L’expansion de temps

Technique numérique la plus récente. Le signal perçu est enregistré dans son «intégralité» (codage en 8 ou 16 bits au format .wav) dans une mémoire tampon, avant d’être rejoué à une vitesse plus lente, ajustable par l’observateur (8x ou 10x). La fréquence étant dépendante du temps, le fait d’allonger la durée du signal diminue sa fréquence proportionnellement, le rendant ainsi perceptible pour l’observateur. Cette technique est principalement employée par les appareils Pettersson®. Contrairement aux deux autres techniques, l’expansion de temps ne permet pas l’écoute du signal en temps réel.
- Sauvegarde complète des données.

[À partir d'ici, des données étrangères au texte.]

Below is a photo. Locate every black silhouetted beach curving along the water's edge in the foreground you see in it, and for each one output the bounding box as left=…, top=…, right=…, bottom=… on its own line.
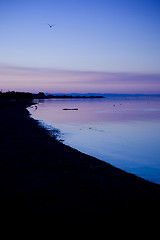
left=0, top=100, right=160, bottom=232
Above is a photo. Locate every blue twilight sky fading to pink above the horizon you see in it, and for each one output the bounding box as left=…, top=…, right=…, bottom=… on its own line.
left=0, top=0, right=160, bottom=93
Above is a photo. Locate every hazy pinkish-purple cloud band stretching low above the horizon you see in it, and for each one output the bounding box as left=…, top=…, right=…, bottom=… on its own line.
left=0, top=63, right=160, bottom=93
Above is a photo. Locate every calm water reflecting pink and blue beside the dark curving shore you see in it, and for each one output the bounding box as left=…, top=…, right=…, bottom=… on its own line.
left=29, top=98, right=160, bottom=184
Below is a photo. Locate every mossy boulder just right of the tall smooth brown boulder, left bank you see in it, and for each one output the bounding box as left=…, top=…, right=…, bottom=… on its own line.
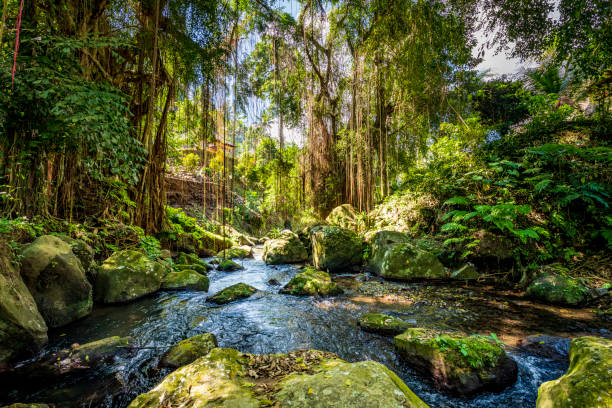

Les signaux sont enregistrés sous format audio et ne nécessitent aucune transformation ultérieure en vue d’être analysés sous forme de sonagrammes et/ou spectrogrammes et/ou oscillogrammes.
- Signal en sortie peu altéré. Les harmoniques, l’amplitude et la répartition de l’amplitude sur le signal sont relativement préservées (codage en 8 ou 16 bits). Ces paramètres d’identification se révéleront utiles pour différencier les espèces considérées comme difficiles (ex. Myotis spp.)
- Large spectre de détection des fréquences (de 10 à 200 kHz).
Limites:
- Mauvais ratio signal / bruit de fond. Tous les sons perçus sont enregistrés, car il n’y a pas de filtre automatique d’amplitude en expansion de temps (réglage manuel de la sensibilité du microphone).
- Manque d’autonomie. Tout comme la détection hétérodyne, la détection en expansion de temps ne peut se passer de l’observateur qui doit décider du moment opportun pour enregistrer les signaux des chauves-souris. Il existe un mode de détection automatique sur les détecteurs Pettersson® les plus avancés, mais il est fréquent de voir l’appareil se déclencher pour enregistrer d’autres signaux (insectes, batraciens, etc) que ceux émis par les chiroptères.
- Enregistrement en continu difficile. Comme son nom l’indique, l’expansion de temps transforme un signal de 3 secs en 30 secs avec un ratio de 10x. L’enregistrement est ensuite rejoué en playback en temps expansé. Durant ce laps de temps, l’appareil n’est pas en mesure d’enregistrer l’activité nocturne. De ce fait, seulement 10% du temps passé sur le terrain pourront être enregistrés et sauvegardés en mémoire. Il n’est pas possible dans ces conditions de construire un indice d’abondance relative. Les modèles de Pettersson®les plus avancés (D500x, D1000x) permettent tout de même d’enregistrer en continu, mais cela se fera au détriment de longues heures d’analyse sonore par la suite (1 heure d’enregistrement continu avec un ratio de 10x donnera 10 heures d’enregistrement expansé à analyser).
Références:
- Parsons et al. (2000) Advantages and disadvantages of techniques for transforming and analyzing chiropteran echolocation calls. Journal of Mammalogy, 81(4):927–938.